MEXICO CORRESPONDANTE
La police d’El Paso, Texas, offre sa protection au maire de Ciudad Juarez, la ville mexicaine limitrophe. Les narcotrafiquants le menacent lui et « sa famille » de leur couper la tête, précisent des messages placardés dans des lieux publics.
Un garde du corps du gouverneur de l’Etat de Chihuahua, dont dépend Ciudad Juarez, est assassiné par des tueurs sur une voie rapide. Le gouverneur du Texas sollicite 1 000 agents fédéraux pour faire face à la montée de la violence sur la frontière. Le président mexicain, Felipe Calderon, se réunit à Ciudad Juarez avec son cabinet national de sécurité, afin de réaffirmer l’autorité de l’Etat sur ce territoire sans lois.
En télescopage permanent, l’actualité de ces derniers jours a de quoi faire pâlir le long métrage qui vient de sortir sur les écrans mexicains, El traspatio (« L’arrière-cour »), consacré aux « féminicides », les meurtres de femmes à Ciudad Juarez. Une demi-douzaine de documentaires, ainsi qu’une mauvaise fiction produite et interprétée par Jennifer Lopez, s’étaient déjà penchés sur le sujet : des centaines de femmes, en majorité jeunes et pauvres, ont été assassinées depuis quinze ans, souvent après avoir été torturées et violées, dans cet immense dépotoir frontalier où se mêlent usines, commerces et trafics en tout genre.
La quête de la vérité a désormais le beau visage intense d’Ana de la Reguera, actrice de feuilletons suffisamment crédible dans le rôle de Blanca, officier de police nommée à Ciudad Juarez en 1996, qui va s’approcher peu à peu du centre de l’horreur. Réalisé par Carlos Carrera, ce thriller est appuyé sur un scénario de la dramaturge Sabina Berman.

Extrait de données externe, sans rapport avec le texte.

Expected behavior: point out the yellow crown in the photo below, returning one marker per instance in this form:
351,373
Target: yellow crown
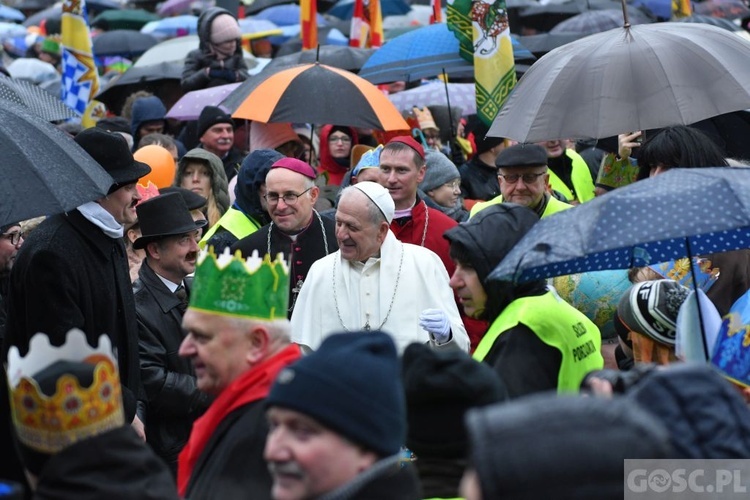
50,423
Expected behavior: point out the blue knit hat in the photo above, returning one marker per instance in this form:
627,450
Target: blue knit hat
352,385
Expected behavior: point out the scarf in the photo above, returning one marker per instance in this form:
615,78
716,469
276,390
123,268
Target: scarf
253,385
98,216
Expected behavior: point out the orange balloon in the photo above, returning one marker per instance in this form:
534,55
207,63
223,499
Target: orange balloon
162,165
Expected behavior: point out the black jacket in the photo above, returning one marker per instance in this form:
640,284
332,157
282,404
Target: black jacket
301,254
230,70
478,180
69,274
232,465
387,479
174,401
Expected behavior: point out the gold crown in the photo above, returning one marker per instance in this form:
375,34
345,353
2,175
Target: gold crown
50,423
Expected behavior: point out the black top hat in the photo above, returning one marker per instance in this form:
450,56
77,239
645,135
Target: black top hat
111,151
164,215
194,201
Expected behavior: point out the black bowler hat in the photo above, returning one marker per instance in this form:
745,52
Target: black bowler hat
193,200
111,151
522,155
164,215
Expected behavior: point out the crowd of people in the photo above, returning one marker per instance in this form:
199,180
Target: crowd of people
277,311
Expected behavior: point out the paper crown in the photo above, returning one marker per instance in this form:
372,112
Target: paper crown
679,271
48,423
731,354
253,288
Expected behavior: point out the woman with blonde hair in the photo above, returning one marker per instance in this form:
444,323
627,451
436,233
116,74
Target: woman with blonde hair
203,173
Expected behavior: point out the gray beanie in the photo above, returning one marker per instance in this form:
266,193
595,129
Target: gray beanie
439,171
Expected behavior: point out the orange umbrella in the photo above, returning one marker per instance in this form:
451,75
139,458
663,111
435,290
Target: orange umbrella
314,93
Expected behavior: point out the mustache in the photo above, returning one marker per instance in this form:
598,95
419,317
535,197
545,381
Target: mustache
286,469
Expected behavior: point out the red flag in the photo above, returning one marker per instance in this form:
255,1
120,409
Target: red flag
309,22
436,16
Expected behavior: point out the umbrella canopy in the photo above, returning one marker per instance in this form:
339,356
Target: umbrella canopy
190,105
255,6
124,19
285,15
44,171
314,93
596,21
683,211
643,77
34,98
342,57
345,8
175,51
170,27
422,53
11,14
462,95
126,43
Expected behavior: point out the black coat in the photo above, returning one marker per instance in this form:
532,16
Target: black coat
112,465
174,401
232,465
301,254
478,180
69,274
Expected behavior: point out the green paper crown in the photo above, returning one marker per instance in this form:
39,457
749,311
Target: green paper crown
253,288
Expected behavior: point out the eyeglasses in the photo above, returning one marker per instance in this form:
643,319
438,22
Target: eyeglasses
344,139
14,237
527,178
289,198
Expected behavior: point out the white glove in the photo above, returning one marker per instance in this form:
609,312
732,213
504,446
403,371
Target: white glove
435,321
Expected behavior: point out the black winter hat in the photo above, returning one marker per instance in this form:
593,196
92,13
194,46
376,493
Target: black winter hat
522,155
164,215
111,151
548,446
210,116
706,417
440,387
506,222
352,386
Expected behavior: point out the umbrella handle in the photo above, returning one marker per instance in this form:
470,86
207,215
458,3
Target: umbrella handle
417,134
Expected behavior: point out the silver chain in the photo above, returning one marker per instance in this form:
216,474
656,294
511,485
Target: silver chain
426,223
322,228
390,307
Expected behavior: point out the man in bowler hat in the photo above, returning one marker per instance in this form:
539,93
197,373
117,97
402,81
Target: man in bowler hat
170,238
72,271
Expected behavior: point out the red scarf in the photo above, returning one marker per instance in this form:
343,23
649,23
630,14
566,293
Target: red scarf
251,386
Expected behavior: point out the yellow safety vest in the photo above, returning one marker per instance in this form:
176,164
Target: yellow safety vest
580,177
557,324
234,221
553,206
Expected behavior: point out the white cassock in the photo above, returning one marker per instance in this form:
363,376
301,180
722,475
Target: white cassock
340,296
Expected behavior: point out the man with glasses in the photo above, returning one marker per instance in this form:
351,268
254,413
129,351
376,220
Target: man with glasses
297,230
11,240
524,179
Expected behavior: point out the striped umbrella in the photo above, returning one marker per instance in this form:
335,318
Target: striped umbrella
314,93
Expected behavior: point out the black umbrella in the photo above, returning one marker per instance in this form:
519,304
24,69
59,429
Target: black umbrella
338,56
44,171
154,78
126,43
37,100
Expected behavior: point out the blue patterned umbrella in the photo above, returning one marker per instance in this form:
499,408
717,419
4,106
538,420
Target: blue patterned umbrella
423,53
680,213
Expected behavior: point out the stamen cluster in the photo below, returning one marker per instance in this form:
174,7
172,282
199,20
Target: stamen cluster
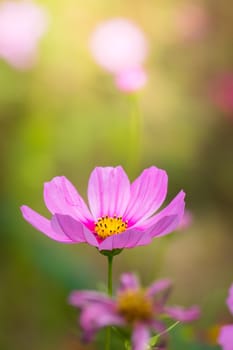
107,226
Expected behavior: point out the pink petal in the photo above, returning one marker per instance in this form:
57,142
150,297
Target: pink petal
181,314
44,225
225,338
175,209
128,281
140,337
84,297
61,197
148,192
165,226
108,191
158,287
230,299
75,230
128,239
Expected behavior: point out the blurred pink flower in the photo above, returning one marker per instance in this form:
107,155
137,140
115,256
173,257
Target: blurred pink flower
186,221
131,80
138,308
191,21
120,215
225,338
120,47
21,26
221,92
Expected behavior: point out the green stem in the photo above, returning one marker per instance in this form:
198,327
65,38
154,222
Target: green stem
108,335
135,142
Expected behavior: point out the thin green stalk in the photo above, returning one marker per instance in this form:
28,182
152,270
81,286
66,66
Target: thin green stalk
108,334
135,142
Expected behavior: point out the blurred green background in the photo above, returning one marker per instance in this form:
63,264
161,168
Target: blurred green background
65,116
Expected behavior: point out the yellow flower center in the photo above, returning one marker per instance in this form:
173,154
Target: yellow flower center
135,305
108,226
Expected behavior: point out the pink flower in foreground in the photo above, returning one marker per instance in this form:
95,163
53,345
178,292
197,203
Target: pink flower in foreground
142,310
225,338
121,214
21,26
221,92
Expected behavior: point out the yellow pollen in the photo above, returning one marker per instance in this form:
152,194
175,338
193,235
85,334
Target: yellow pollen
108,226
135,305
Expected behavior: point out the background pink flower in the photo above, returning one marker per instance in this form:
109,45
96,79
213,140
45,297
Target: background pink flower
131,80
225,338
140,309
21,26
118,45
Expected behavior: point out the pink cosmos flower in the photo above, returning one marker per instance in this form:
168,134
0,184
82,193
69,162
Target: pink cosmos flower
225,338
120,214
142,310
131,80
21,26
221,92
119,46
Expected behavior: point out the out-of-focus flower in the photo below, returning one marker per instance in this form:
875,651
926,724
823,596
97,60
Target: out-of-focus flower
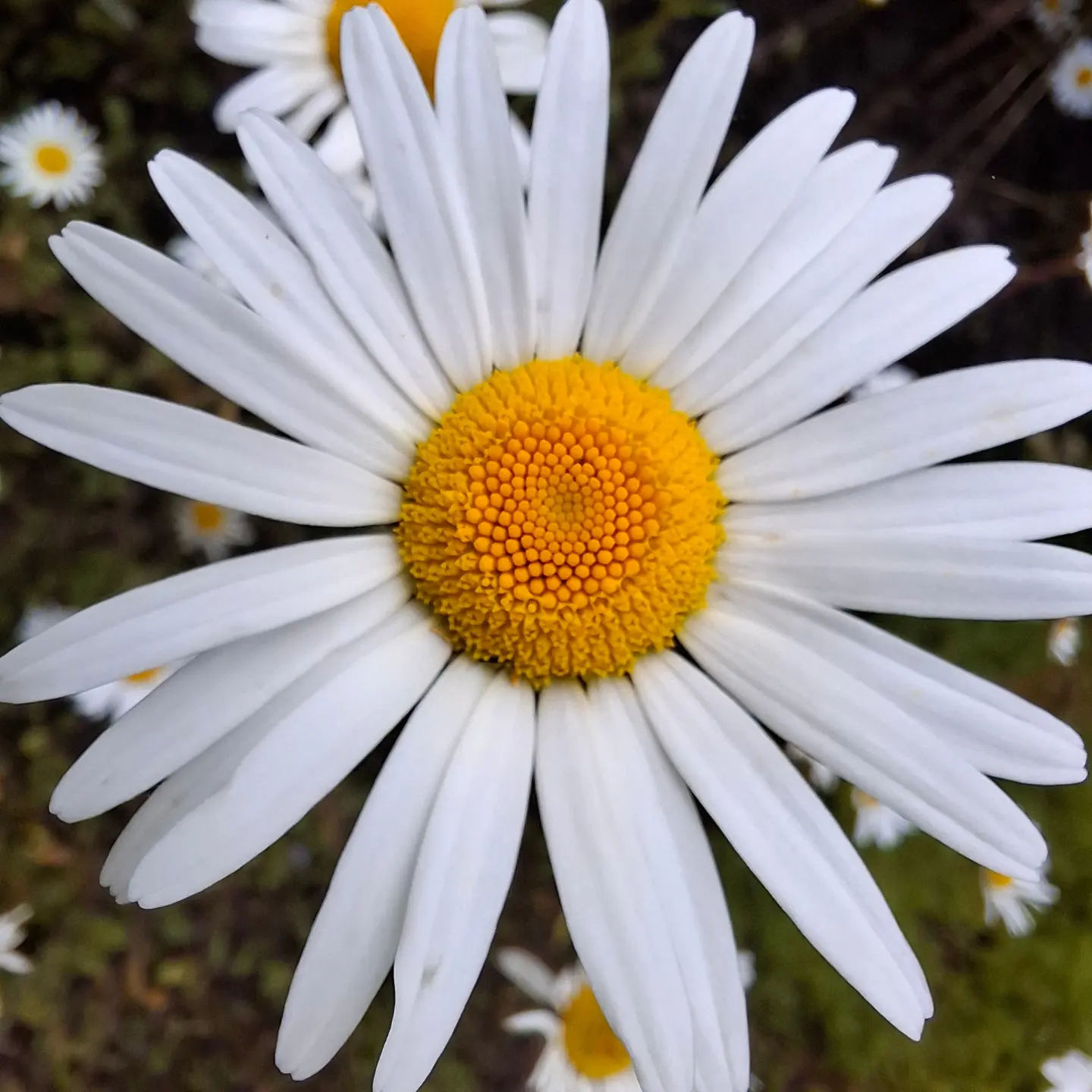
49,153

Celle-ci a construit un récit « en cercles concentriques », comme les errances de Blanca au volant de sa voiture dans cette ville chaotique, dont la caméra a su capter l’atmosphère oppressante, la lumière trouble, la sensualité brutale.
L’entrevue du gouverneur avec les entrepreneurs américains et japonais, tentés d’aller chercher ailleurs une main-d’œuvre encore meilleur marché, replace la tragédie dans le contexte de la mondialisation.

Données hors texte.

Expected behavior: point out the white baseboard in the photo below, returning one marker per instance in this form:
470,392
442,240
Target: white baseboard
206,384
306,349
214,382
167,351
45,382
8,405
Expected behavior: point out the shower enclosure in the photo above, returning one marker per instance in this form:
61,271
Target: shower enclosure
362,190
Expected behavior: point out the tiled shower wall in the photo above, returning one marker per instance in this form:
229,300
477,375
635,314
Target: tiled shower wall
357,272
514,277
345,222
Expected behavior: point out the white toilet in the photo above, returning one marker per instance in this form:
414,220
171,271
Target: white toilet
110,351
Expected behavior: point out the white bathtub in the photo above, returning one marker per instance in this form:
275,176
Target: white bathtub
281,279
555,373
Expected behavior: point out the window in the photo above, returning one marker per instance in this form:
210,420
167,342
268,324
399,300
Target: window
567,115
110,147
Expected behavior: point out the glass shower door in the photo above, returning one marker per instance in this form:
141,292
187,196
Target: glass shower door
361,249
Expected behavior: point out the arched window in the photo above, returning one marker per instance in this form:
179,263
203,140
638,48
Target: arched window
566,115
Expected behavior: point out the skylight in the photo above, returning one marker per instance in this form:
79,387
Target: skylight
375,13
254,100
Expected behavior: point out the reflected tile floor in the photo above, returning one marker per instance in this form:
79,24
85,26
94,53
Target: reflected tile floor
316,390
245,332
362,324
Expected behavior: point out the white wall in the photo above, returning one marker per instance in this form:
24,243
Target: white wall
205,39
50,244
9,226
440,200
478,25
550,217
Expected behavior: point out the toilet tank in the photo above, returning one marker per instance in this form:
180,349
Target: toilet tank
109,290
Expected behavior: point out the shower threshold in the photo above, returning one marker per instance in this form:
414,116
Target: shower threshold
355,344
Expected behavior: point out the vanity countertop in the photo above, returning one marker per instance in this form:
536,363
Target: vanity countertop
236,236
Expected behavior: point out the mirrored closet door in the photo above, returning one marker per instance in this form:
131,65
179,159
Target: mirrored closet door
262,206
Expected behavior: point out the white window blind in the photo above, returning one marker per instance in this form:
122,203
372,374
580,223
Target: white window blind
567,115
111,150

El traspatio fait le tour des hypothèses qui peuvent expliquer les « féminicides » ; de la violence machiste d’hommes déboussolés par l’émancipation de leurs compagnes, quand elles accèdent à l’autonomie financière et prennent la pilule à la demande de l’entreprise, en passant par les pervers venus profiter du climat d’impunité. Sans oublier ce qui est sans doute le noyau de cette noire constellation : la cruauté ritualisée des « narcos ».
CADAVRES SUR LE TOURNAGE
Sabina Berman avait écrit son scénario il y a huit ans, mais a dû attendre la nouvelle loi sur le financement du cinéma mexicain pour arriver à le produire. La violence déchaînée par l’offensive du gouvernement contre les cartels de la drogue avait alors submergé celle des « féminicides ». Le tournage, durant la sanglante année 2008 (1 600 morts rien qu’à Ciudad Juarez), a été très dur : menaces par téléphone, vol d’un camion de l’équipe technique, bruits de fusillade, apparition presque quotidienne de cadavres sur les lieux du film. « Deux commandants de police qui étaient chargés de notre sécurité ont été assassinés pendant le tournage, nous a confié Sabina Berman. C’est là que tu te rends compte que c’est une vraie guerre. Les menaces, nous ne savions même pas d’où elles venaient, car les narcos nous ont fait passer le message que nous ne les dérangions pas : elles pouvaient aussi bien venir des autorités. Tu es dans un endroit où tu ne peux pas faire confiance aux institutions. »
El traspatio suggère que les meurtres de femmes, longtemps minimisés par le pouvoir, sont la matrice des débordements actuels. Son titre - allusion à l’« arrière-cour » du puissant voisin du Nord - dit clairement que la violence sur la frontière est devenue le problème des Etats-Unis.